Note that the typespec probably won't tell me everything I need to know to call the function. I'll probably still have to read the documentation as well. However, it will work together with the documentation to clarify how I can use the function.

You can also create user-defined types that represent a particular list, tuple, or map. The documentation gives the example color :: {red :: integer, green :: integer, blue :: integer} as such an example, which defines type that is a tuple that contains three integers. There are also human-readable names for each value in the tuple, which lets us know that they are intended to store red, green, and blue color values. So wherever I want to pass a color to a function, I can just use the "color()" type, and if I don't already know what that is, I can click on it in the typespec to be taken to the definition.

If you think of a user-defined type as an alias, you might think of another advantage to user-defined types. If you use a particular type in many typespecs in a module, and the definition of a type changes, you only have to change it in one place instead of many different places throughout the module. This can make user-defined types very convenient indeed.

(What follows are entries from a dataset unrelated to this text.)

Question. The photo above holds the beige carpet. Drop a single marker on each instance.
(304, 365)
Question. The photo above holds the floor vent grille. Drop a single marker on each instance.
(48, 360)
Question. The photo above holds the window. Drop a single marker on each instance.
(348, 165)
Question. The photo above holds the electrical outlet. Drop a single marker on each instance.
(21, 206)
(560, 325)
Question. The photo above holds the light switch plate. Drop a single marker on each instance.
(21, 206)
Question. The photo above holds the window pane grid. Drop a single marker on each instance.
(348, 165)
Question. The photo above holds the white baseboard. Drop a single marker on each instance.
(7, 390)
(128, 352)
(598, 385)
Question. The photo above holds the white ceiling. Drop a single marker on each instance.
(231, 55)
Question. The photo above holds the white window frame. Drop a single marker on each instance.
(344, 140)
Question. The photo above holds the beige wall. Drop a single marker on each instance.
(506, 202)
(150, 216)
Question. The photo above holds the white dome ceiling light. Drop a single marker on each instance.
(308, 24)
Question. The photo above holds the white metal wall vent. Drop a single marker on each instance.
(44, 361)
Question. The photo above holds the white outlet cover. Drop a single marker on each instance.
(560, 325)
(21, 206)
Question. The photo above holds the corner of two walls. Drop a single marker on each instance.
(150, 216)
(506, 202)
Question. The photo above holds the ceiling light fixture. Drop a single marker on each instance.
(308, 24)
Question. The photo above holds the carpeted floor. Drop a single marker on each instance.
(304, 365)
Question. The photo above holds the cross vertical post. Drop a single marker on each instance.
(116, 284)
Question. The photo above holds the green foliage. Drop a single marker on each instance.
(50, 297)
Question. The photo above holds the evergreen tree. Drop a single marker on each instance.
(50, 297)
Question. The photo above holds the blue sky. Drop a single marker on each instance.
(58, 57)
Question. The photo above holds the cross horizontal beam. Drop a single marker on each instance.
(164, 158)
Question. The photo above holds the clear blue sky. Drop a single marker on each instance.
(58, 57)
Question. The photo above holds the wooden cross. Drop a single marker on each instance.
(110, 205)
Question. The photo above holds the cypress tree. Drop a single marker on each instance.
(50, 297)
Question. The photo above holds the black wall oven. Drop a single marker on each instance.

How to Define Type Specifications

Typespecs are defined in the documentation using the @spec module attribute. The function typespecs are defined just above the function. Here's an example of the type specification for Integer.floor_div/2 that I took directly from the Elixir source code for the Integer module.

@spec floor_div(integer, neg_integer | pos_integer) :: integer
def floor_div(dividend, divisor) do
	if dividend * divisor < 0 and rem(dividend, divisor) != 0 do
	  div(dividend, divisor) - 1
	else
	  div(dividend, divisor)
	end
end

User-defined types are defined using the @type module attribute. These are typically just located on their own lines underneath the module documentation because they are usually used in multiple typespecs throughout the module. Here's an example of typespecs defining user-defined types. These are the key() and value() types from the Map module.

@type key :: any
@type value :: any	  

I've noticed that sometimes the types have parentheses following them in the source code and sometimes they don't. They always do in the generated documentation. I suspect that this is because they follow Elixir conventions where parentheses are optional for function calls. I'm not sure if typespecs types are functions, but it would not surprise me if they actually are. It seems like almost everything in Elixir corresponds to some kind of function.

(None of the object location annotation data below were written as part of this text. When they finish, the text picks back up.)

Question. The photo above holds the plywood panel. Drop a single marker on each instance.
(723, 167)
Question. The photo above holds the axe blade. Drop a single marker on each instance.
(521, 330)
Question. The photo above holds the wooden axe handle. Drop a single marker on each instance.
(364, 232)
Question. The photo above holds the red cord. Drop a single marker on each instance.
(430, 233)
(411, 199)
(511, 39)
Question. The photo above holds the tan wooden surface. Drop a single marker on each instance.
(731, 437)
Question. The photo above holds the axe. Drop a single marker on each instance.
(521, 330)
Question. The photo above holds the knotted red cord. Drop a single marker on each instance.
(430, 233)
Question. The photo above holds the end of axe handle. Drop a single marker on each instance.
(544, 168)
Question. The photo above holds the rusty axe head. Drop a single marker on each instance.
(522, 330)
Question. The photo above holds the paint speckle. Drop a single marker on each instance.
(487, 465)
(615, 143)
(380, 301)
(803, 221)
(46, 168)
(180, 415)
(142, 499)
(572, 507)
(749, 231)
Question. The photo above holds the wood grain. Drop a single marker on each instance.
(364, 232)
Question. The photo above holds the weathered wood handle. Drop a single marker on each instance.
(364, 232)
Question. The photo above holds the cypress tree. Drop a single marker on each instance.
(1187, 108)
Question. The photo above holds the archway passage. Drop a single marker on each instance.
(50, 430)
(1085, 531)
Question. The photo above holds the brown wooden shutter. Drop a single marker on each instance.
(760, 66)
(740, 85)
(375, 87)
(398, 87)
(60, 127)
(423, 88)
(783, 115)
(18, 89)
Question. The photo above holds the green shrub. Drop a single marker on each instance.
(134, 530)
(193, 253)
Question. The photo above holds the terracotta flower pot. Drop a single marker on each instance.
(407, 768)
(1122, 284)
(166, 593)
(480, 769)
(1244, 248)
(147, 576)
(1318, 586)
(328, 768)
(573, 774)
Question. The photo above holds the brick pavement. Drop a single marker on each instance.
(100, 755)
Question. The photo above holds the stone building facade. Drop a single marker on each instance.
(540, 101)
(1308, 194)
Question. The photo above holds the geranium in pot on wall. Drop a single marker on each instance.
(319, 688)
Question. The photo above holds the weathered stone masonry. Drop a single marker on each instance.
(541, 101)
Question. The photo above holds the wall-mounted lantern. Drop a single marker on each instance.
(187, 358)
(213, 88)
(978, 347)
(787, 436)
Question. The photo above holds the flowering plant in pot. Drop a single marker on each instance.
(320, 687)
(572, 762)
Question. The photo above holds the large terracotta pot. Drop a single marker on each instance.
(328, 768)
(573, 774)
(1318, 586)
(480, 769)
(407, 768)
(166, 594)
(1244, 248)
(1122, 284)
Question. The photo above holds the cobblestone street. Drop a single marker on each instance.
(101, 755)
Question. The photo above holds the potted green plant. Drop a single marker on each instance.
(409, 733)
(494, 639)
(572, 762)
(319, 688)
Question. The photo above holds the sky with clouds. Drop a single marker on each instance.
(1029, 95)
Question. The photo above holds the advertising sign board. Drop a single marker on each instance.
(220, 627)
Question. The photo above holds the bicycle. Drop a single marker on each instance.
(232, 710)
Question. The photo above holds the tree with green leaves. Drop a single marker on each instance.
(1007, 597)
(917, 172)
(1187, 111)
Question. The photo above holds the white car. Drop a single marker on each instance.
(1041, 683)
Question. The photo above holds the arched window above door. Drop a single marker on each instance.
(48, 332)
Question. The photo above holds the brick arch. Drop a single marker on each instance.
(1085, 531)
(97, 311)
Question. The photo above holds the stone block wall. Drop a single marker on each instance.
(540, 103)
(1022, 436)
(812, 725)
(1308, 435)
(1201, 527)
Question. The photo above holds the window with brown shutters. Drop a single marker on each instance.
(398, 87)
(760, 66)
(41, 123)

The Other Uses Of Type Specifications

Type specifications actually come from Erlang. The typespec syntax is different in Erlang, but the concepts are the same. This means that Erlang code can have type specifications associated with it, although I don't know how they are shown in the Erlang documentation.

There's a tool called dialyzer that can perform static analysis on Elixir code using the type specifications and can spot possible problems with your code. Apparently, it's able to make pretty good guesses regarding typespecs for functions that don't have one, so it can even be helpful when analyzing code that doesn't have them. I don't know much about dialyzer than this, but I may cover this tool in the future.

Typespecs can almost certainly help with autocomplete functionality and related features in code editors. In fact, the code editor I typically use appears to be able to use this information. I'll go into more detail on which code editor I use and how I have it set up another time.

I'm far from an expert in typespecs at the moment simply because I haven't yet used them in my own code, but I certainly appreciate them from reading the Elixir documentation. I'm looking forward to making use of them in future projects.